The mortgage servicing industry has come a long way in the last decade when it comes to pre-foreclosure sale adoption, but there is still a long way to go. Pre-foreclosure sales represented one-third of all distressed sales in 2019, up from less than 15% in 2008. That progress is admirable, but there is still a huge upside opportunity to avoid many more foreclosures with a pre-foreclosure sale.
Auction.com has extensive experience with pre-foreclosure sale auctions, pioneering the concept in 2013 and selling more than 4,000 properties via pre-foreclosure sale auction over the last decade. Its Market Validation Program leverages the power of the Auction.com platform and its more than 6 million distressed property buyers to validate — and usually beat — offers received in the traditional market.
Interest in MVP has been surging in recent months as mortgage servicers seek compassionate and responsible disposition alternatives for the growing number of distressed homeowners impacted by the pandemic. This program works to not only validate the market for an existing offer but also to pro-actively help distressed borrowers who haven’t yet listed the property to secure the highest and best offer while avoiding foreclosure.
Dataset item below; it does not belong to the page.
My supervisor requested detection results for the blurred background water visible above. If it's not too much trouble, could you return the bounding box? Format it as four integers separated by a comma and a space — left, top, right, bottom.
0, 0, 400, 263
Four key MVP metrics from August to December demonstrate how the transparent and competitive online marketplace of Auction.com is delivering on the promise of pre-foreclosure sales as a foreclosure alternative.
First, nearly 60% of properties brought to short sale auction on Auction.com received an offer that was above the highest offer received through the traditional short sale listing on the Multiple Listing Service, or MLS.
Second, those winning auction offers have been an average of 15% higher than the highest offer received through the MLS. In dollars that is an average of more than $28,000 higher. In some cases, the elevated auction offer was high enough to turn the short sale into an equity sale, an amazing outcome for the distressed homeowner.
Third, the auction environment not only attracted new buyers, it also motivated buyers already interested in the property to submit a higher offer. More than 75% of the winning auction offers came from brand-new buyers who had not submitted the highest offer on the MLS. The remainder of the winning auction offers — which exceeded the highest offer on the MLS — came from the same buyer who had submitted the highest offer on the MLS.
Lastly, the winning auction offers were received quickly — on average during the first auction run. That’s within just 14 days of first being marketed for auction and within just seven days of being available for bidding.
These four metrics clearly show how online auctions, when used in tandem with traditional sale methods, ensure equal opportunity for a broad spectrum of prospective buyers of short sales and other pre-foreclosure sales. This in turn ensures the highest and best offer for these homes — which is good for the distressed homeowner, the surrounding neighborhood and the mortgage servicer.